Microsoft’s corporate vice president for taxes, Daniel Goff, stated in a blog post that the tax adjustments were a direct consequence of the now-concluded IRS audit concerning Microsoft’s previous financial practices. Goff highlighted that Microsoft has since restructured its corporate framework and adjusted its practices, rendering the IRS’s concerns irrelevant to their present operations.
A noteworthy aspect is that up to $10 billion of the tax bill may be eligible for reduction due to changes in the tax code brought about by the Tax Cuts and Jobs Act of 2017, which lowered corporate income tax rates. Microsoft intends to engage in negotiations to lower the total amount.
In a statement filed with the Securities and Exchange Commission (SEC), Microsoft firmly expressed its disagreement with the proposed tax adjustments and affirmed its intention to appeal within the IRS. The appeal process is anticipated to extend over several years. Microsoft also emphasized its history of adhering to IRS regulations and paying taxes as owed both in the United States and internationally.

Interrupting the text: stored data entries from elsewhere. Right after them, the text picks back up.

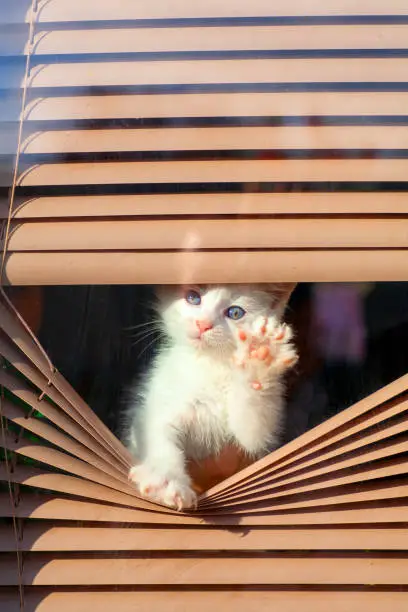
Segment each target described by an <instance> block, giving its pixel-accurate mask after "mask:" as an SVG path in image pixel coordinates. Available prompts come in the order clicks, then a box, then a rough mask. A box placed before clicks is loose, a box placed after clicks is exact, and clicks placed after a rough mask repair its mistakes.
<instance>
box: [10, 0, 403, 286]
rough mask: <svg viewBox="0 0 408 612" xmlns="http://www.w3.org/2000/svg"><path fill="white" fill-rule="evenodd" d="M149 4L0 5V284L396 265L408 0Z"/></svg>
mask: <svg viewBox="0 0 408 612" xmlns="http://www.w3.org/2000/svg"><path fill="white" fill-rule="evenodd" d="M151 4H152V3H148V2H145V1H140V2H139V1H138V2H136V3H135V2H133V0H127V1H124V2H121V3H120V5H119V6H116V5H115V4H111V3H104V2H102V3H101V2H99V1H97V0H84V1H81V2H68V1H67V0H51V1H48V0H47V1H41V0H40V1H39V2H37V3H34V12H33V13H30V5H31V2H28V1H27V0H26V1H24V0H21V1H20V2H17V3H14V2H13V3H10V6H6V7H5V8H3V9H2V16H1V19H2V25H1V27H2V31H3V33H4V38H3V42H2V44H1V48H0V51H1V52H2V54H3V63H2V67H1V68H0V84H1V85H2V88H3V91H4V94H5V95H4V98H3V100H2V102H1V104H2V108H1V110H2V113H1V119H0V120H1V126H0V130H1V132H2V134H3V138H2V143H1V145H0V147H1V153H2V155H3V158H4V160H6V161H7V160H8V163H9V167H8V170H5V171H4V172H5V174H4V176H3V178H2V179H1V177H0V179H1V182H2V184H3V186H4V189H3V196H4V197H3V199H2V203H1V205H0V214H1V216H2V217H3V219H8V218H9V220H10V226H9V232H8V233H7V235H6V236H5V237H4V240H3V242H5V243H6V244H5V246H6V247H7V258H6V262H5V269H4V272H5V273H4V282H5V283H11V284H89V283H93V284H99V283H109V284H114V283H120V284H123V283H135V282H136V283H177V282H184V279H185V275H186V274H187V273H188V275H189V276H191V277H194V279H195V281H196V282H225V281H228V282H239V281H242V280H247V279H248V278H250V279H252V280H253V281H259V282H263V281H299V280H305V281H322V280H335V279H336V280H351V281H353V280H356V281H358V280H402V279H405V278H406V270H407V265H408V257H407V247H408V242H407V236H408V218H407V212H408V207H407V197H406V184H407V182H406V176H407V167H408V166H407V159H406V156H407V150H408V144H407V143H408V131H407V130H408V127H407V122H406V108H407V103H408V90H407V74H408V58H407V49H406V40H407V35H408V21H407V19H408V11H407V7H406V5H405V3H404V2H402V1H401V0H390V2H387V3H384V2H383V1H382V0H381V1H378V2H375V3H373V2H365V1H362V2H359V3H355V2H346V1H342V2H340V3H333V2H322V1H317V0H316V1H313V2H308V3H307V4H306V5H305V3H304V2H299V1H292V2H274V4H273V7H272V6H270V3H269V2H266V1H265V0H264V1H260V0H257V1H255V2H252V3H251V5H250V6H248V5H247V3H246V2H237V1H236V0H231V1H229V2H223V3H222V6H219V4H221V3H218V2H207V3H205V6H202V7H196V6H191V5H190V3H189V2H187V1H185V0H183V1H182V0H178V1H177V2H166V3H164V2H158V3H157V2H156V3H154V6H151ZM30 20H31V22H32V31H31V38H32V40H31V41H28V36H29V31H30V30H29V22H30ZM27 54H28V55H29V56H30V57H29V62H28V70H27V74H26V75H25V72H26V71H25V68H26V64H25V57H26V56H27ZM23 90H25V91H26V100H25V103H24V105H23V106H24V108H22V110H21V113H20V114H19V109H20V108H21V96H22V91H23ZM19 121H21V122H22V134H21V142H20V146H19V155H18V172H17V175H16V181H15V182H16V190H15V197H14V199H13V203H12V207H11V209H10V207H9V205H10V202H9V198H7V190H6V189H5V188H6V187H7V186H8V185H10V181H11V175H12V162H13V159H14V157H15V153H16V147H17V144H16V133H17V126H18V123H19ZM6 161H5V164H6ZM5 164H3V167H4V168H5V167H6V165H5ZM186 270H188V272H186Z"/></svg>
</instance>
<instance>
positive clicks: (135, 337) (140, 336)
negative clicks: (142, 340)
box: [134, 328, 163, 342]
mask: <svg viewBox="0 0 408 612" xmlns="http://www.w3.org/2000/svg"><path fill="white" fill-rule="evenodd" d="M161 333H163V332H162V330H161V329H157V328H155V329H147V330H146V329H145V330H143V331H142V332H140V333H139V334H137V335H136V336H134V338H136V342H141V341H142V340H144V339H145V338H148V337H149V336H151V335H152V334H161Z"/></svg>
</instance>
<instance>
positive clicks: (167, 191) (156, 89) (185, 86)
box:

Furthermore, Microsoft contended in the same SEC filing that the $67 billion it had paid in taxes since 2004, the commencement of the audit period, was adequate. They asserted their commitment to vigorously contest the IRS’s proposed alterations.
This substantial tax bill is particularly significant when considered in the context of Microsoft’s recent investment of $10 billion in OpenAI at the outset of 2023. Moreover, the news of the tax bill arrived shortly before Microsoft’s anticipated acquisition of Activision Blizzard for $68.7 billion. This acquisition had encountered opposition from the Federal Trade Commission (FTC), which alleged that it was a move designed to curtail competition in favor of Microsoft’s Xbox console line.
While it is not unusual for a corporation of Microsoft’s scale to confront substantial tax obligations, their determination to challenge federal agencies over this amount is noteworthy, especially given their ongoing substantial business ventures.
In summary, Microsoft is currently facing a substantial back tax bill of approximately $30 billion, almost three times their recent investment in OpenAI. The IRS’s claim is rooted in an audit of Microsoft’s past financial practices, which they argue no longer apply to their current operations due to corporate restructuring.